Sunday morning. I have to get up but my body wants to drown right here in the bed. Spring ambles up the street waving its arms. A matinee today. I have to be at the theater by two. Yesterday, I find out from my agent that I didn’t get the part I was counting on.

Eat this, they say.
It’s good for you.
You’ve eaten it before.
The next one will be sweet.

I eat and concentrate on the window, on the tree, on the sun beginning to beat its chest as it comes over the top of the tallest building.

I drive down Beverly Boulevard, take the curve where it changes into 1st Street, turn on Grand and park right across from the museum. It’s just after ten, hardly any cars on the street. MOCA doesn’t open till eleven. The sun has followed me all the way, reflecting off the Security Pacific Bank Building, glass and steel going all the way up.

I get off on this urban sleekness, especially the unfinished building across the street, another skeleton of steel and concrete. Someone should stick a sign on it, make it part of MOCA, part of the Permanent Collection, and leave it just as it is, unfinished. No clear line where the museum ends and the rest of the city begins. One easy flow, stretching all the way back into our homes, into the very center of our lives.

I walk past the California Plaza sign, running my hand along the chrome and glass, then head downstairs for a cup of coffee and cinnamon roll at the “Il Panino.” There’s a girl two tables over, in the sun. We both drink our coffee in silence, checking our watches, writing something down in our journals.

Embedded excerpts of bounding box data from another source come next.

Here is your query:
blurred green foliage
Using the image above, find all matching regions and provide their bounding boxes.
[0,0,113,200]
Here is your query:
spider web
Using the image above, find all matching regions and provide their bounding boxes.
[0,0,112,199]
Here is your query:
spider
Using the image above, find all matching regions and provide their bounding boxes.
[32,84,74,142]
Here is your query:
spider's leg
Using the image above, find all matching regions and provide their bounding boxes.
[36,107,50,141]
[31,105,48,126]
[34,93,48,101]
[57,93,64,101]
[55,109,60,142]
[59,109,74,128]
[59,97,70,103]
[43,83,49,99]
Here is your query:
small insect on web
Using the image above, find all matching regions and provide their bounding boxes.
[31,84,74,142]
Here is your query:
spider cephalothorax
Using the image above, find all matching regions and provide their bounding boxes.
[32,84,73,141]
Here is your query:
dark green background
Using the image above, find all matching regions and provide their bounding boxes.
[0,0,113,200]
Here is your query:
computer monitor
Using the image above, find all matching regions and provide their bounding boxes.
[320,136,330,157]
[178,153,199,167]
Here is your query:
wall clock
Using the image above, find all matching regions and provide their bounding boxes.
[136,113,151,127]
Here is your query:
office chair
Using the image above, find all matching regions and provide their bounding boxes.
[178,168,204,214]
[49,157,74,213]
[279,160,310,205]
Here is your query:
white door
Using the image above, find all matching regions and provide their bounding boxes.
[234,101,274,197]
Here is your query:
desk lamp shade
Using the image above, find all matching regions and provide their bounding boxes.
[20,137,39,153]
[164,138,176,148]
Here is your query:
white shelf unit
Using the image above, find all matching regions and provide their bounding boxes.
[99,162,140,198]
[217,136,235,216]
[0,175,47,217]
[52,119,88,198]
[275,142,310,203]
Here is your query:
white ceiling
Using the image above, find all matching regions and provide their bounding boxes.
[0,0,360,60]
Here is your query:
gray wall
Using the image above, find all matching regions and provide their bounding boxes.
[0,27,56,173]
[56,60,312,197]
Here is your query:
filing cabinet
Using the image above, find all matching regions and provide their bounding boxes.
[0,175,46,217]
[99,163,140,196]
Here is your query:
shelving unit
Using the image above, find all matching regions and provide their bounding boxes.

She’s an art student from Santa Barbara come to see the Jasper Johns. She asks what am I here to see. “Oh,” I say, “the art. Just the art. I don’t care. Just something.”

I AM FIVE YEARS OLD.
I don’t understand anything.
Hot and humid days;
nights, dark and mysterious.
They take me to school.
I stare at the blackboard.
The kid from around the corner beats me up at recess.
Some nights my father doesn’t come home.

My mother shrieks on the telephone.
My pet turtle dries up in the sun.
My uncle dies on the floor in the empty kitchen.
Who is the world?
Why is the moon where the sun is?
If the street goes nowhere, why is it in my bed?
What is the rain that rains just rain,
and why does it rain crows, or bats, or baseball gloves?
How is the pencil writing my name,
and why is my name the name for the thing that fixes tires,
the name for the flag on the pirate ship,
the name for the clown crushed in the box?
Outside, the kids continue to jump rope on the sidewalk,
singing, “A my name is Alice,”
seeing everything, but knowing nothing.

I AM SIX.
The class takes a bus with Miss Cook
to the Delgado Museum on Elysian Fields Avenue.
We’re going to see Vincent Van Gogh.
Later, when I tell my mother,
who was born in Antwerp,
she says to say it like this,
Vincent Van Gough,
and she coughs as she says it.
Van Gough! Van Gough!.
But Miss Cook says Van Go.
We are marched single-file from one room to another,
walking past each painting that hangs just above our heads.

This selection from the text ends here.